Some labels are though easier to live with then others. Being Russian in the post-wall Europe, I set off with a complex baggage. In the 90-s in Paris, to be Russian was “in”, people were curious about my post-soviet experience, they kept asking me questions, they wanted me to tell them my story. Sometimes they were not ready to hear the whole thing, they were easily shocked, but they were listening.

It was important for me to be able to tell them, to let them know how different my world was from their own.

Some years later I travelled to Italy a lot, and my experience was very different there. The suburban trains in Naples were full with young blond girls in mini skirts and heavy makeup. They were mostly from Ukraine, and working hard in cheap strip clubs and restaurants, hoping for a better future. I was not blond neither wore a mini skirt, but I was Russian, we were in the same category. If you buy a bag of frozen green peas, it is clearly written on it, even if inside it contains carrots. You presume that there is some kind of congruence, so “green peas” outside = little green balls inside. Outside I was Russian; inside I felt being a complex person with deep understanding of Italian culture. But who cared? For them I was a green pea.

How do we feel when people make us wear a label? Eventually we feel hurt, diminished, not understood, ashamed. And these emotions usually meet some hooks in our past emotional experience, so our present experience becomes even more painful.

How do we behave when we feel that way?

We become easily defensive, we blame, we retreat… or we mimic. Sometimes it seems easier: we adapt, we change colour. So, the green peas become red, but they usually still taste the same.

And when we behave this way, we loose some spontaneity, or some of our inner emotional truth. Sometimes we also break glasses and fit to the character others are expecting us to fit in. I met a lot of perfectly lovable Italians, explicitly epicurean French and very funny Brits. Maybe there were truly themselves but I suspect that partly they also adapted to this expectations which the environment was offering them as a perfect cover, an invitation to fit in. Sometimes the roles already are given (and taken), and the show must go on… even if the character we are playing happens to be not the most comfortable and appealing to be in.

What is your experience of belonging to your culture in the country of your choice? What is your favorite adaptive strategy? Every time I work in therapy with a fellow expat, all this questions become a valuable material for exploration. Our personal history unfolds within the new field, to which we more or less successfully integrate our previous experience.

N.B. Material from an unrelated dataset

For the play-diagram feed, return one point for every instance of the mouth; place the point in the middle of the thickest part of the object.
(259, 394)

How much the environment is able to embrace our past does influence the kind of integration we will achieve.

The more we struggle with the preconceived ideas we bump into arriving to a new country, the more we face our own emotional reality. Meeting the difference in others helps us to better define the shape of our own world.

Did anything similar has happened to you as well? How much, do you think the stereotypes about your culture of origin in you new country might have influenced your choices and the way you usually feel and behave?